In 2005, director Im Sang-soo turned to satire and black comedy to portray the assassination of President Park in The President's Last Bang. The brothels and drinking of that iteration have been traded for dialogue-heavy conflict and tension, with Lee Byung-hun excelling as the conflicted director of the Korean Central Intelligence Agency (KCIA) based on the real-life Kim Jae-gyu.
The film, inspired by the non-fiction bestseller Directors of Namsan, depicts President Park (Lee Sung-min) at a crossroads of his dictatorship after 18 years in command. By his side is KCIA director Kim (Lee Byung-hu) and President Park’s hot-headed bodyguard (Lee Hee-joon). Meanwhile in the US, former KCIA director Park Yong-gak (Kwak Do-won) is lifting the lid on President Park’s corruption, throwing his future tenure into uncertainty.
As the Korea-based trio grapple with how to handle the interloper and his stateside revelations, Kim is wrestling with his moral conscience and the best future for his country. As an obvious choice to replace the battle-weary President Park, he must balance personal ambition with an acceptance that the Korean people are restless for the return of democracy.
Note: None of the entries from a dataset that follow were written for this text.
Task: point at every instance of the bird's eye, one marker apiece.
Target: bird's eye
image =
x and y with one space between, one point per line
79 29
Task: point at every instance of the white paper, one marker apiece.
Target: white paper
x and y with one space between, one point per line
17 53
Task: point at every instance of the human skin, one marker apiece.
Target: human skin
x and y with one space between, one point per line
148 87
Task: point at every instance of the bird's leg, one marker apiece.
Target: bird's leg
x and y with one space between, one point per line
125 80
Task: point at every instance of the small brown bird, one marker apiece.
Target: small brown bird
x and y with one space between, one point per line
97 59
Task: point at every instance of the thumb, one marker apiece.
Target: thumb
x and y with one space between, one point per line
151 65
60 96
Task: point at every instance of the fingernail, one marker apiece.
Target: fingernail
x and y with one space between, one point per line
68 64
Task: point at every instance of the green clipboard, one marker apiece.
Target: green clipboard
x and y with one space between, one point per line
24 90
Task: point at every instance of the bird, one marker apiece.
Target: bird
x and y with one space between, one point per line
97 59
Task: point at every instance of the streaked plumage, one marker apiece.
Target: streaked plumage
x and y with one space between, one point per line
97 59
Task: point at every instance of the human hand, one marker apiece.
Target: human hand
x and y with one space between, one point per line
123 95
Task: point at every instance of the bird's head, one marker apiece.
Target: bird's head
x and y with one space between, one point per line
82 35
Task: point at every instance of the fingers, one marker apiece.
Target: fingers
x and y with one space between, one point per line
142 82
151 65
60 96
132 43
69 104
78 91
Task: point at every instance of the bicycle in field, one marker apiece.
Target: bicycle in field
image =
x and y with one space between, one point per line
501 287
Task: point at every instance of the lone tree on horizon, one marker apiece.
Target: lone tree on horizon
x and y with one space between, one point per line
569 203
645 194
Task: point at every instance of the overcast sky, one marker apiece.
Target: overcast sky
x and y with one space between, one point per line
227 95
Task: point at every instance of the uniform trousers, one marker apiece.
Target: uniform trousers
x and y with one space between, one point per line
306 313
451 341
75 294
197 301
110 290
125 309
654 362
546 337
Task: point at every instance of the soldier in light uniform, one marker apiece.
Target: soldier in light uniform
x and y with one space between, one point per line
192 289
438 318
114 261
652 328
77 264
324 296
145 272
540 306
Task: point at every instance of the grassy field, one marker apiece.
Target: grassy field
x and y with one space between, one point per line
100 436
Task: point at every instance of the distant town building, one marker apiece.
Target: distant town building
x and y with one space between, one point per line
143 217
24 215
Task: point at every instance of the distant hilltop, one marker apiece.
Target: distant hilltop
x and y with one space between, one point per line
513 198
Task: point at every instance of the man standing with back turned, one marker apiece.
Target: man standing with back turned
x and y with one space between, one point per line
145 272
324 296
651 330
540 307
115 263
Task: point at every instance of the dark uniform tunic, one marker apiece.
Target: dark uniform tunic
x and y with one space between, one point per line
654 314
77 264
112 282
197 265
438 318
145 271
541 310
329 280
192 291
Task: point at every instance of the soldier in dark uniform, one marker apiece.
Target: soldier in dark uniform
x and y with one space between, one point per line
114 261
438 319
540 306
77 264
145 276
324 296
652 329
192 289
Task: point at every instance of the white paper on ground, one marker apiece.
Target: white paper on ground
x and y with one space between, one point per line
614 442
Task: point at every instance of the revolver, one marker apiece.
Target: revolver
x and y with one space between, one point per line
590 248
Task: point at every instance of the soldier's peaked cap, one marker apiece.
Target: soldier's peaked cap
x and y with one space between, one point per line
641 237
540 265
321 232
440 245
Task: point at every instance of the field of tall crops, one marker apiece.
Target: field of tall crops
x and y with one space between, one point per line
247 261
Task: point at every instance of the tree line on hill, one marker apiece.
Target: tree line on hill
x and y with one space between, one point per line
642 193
There is almost nowhere to hide in the political drama genre. No sprawling action shots to distract, no cheap jump scares to invigorate, no cheesy gags to lighten the mood. This is especially the case in real-life versions, where the dramatic conclusions are already known to the audience. Instead, such films largely build tension through dialogue and rest on a pitch-perfect script, tight direction and fine individual performances to work.
It is Lee’s central performance that holds a slow-burn build-up together. His depiction of KCIA director Park is one of conflicted emotions. Of personal loyalty versus national development. Ultimately this produces a form of calmed anger which drives forward his motivations and Lee musters this perfectly.
As for Woo’s direction, it is a feat of technical competency and a fine piece of overall filmmaking.
Where the film does wobble is in its third quarter, with the set-up established and the known climax approaching, it leans on too many scenes that do not contribute to the overall narrative arc, resulting in some of the film’s tension evaporating.
It is also a film which warrants close concentration, in itself by no means a fault, but some viewers may find it wanting if they miss a seemingly minor detail which grows to become major.
The film will almost certainly intensify interest in the real-life historical event of President Park’s assassination, and some will probably relish its retelling as a celebration of the demise of his dictatorship.
As a film, it is a technical marvel with a superb central performance, but finds itself stalling when it should be galloping towards its history-defining climax.